The new study, published in the journal Cancer, finds that 45.2 percent of older women found to have high-risk breast cancer between 1999 and 2005 did not receive additional post-mastectomy radiation treatment, despite the publication of major guidelines recommending the therapy.
High risk patients included those in whom Stage 3 breast cancers were diagnosed, patients with tumors 5 centimeters or larger and those where the tumor had spread to four or more lymph nodes.
Recommendations posted on the governments National Guidelines Clearinghouse say there is clear evidence that giving radiation therapy to high risk patients after mastectomy not only reduces recurrence, but also improves survival rates.
According to the American Cancer Society, the risk of developing breast cancer increases as you age, with about two out of every three invasive breast cancers found in women age 55 or older.
So why aren't older patients getting radiation?
"When 45 percent are not getting the treatment, it suggests that we're giving less than the best available care for a significant number of women," says Dr. Len Lichtenfeld, deputy chief medical officer for the American Cancer Society.
The study authors say there seems to be a critical disconnect between practice and theory, which prevents these women from getting the optimal care. "Our observations demonstrate the failure of evidence-based guidelines to satisfy their intended goal of summarizing and disseminating clinical evidence to everyday practice," the study authors write.
"It has to do with access to care," explains Dr. Ben Smith, the study's lead author. The study did not look specifically into why they women did not get care, however the authors did note a surprising trend.
"Our study found that women who live in areas with a lot of radiation oncologists were 20 percent more likely to get radiation than women who did not," he explains. He adds that getting daily radiation treatment for five to six weeks can be a particular challenge for older patients, especially those living in rural areas with limited access to transportation.
A recent report, Aging in Place: Stuck Without Options, found that by 2015, more than 15.5 million Americans ages 65 and older will live in communities where public transportation service is poor or non-existent, which can make getting to doctor appointments problematic for this age group.
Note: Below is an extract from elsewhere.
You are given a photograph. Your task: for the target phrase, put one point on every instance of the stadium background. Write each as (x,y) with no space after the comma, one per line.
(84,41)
Lichtenfeld agrees public transportation is a "major issue," but also notes another possibility -- that many older patients believe the mastectomy is all they need. "They think they don't need to go through the many weeks of radiation therapy," Lichtenfeld explains. If given the option between undergoing chemotherapy, which can save the breast, or mastectomy, where the breast is removed, many women in their 60s will choose the latter.
The problem is they may not be having the "what if" discussion, talking to their doctor about the possibility of recurrence. It's up to the patient and their doctors to have these challenging discussions to ensure the patient is aware of all the options and is getting the most appropriate care for them.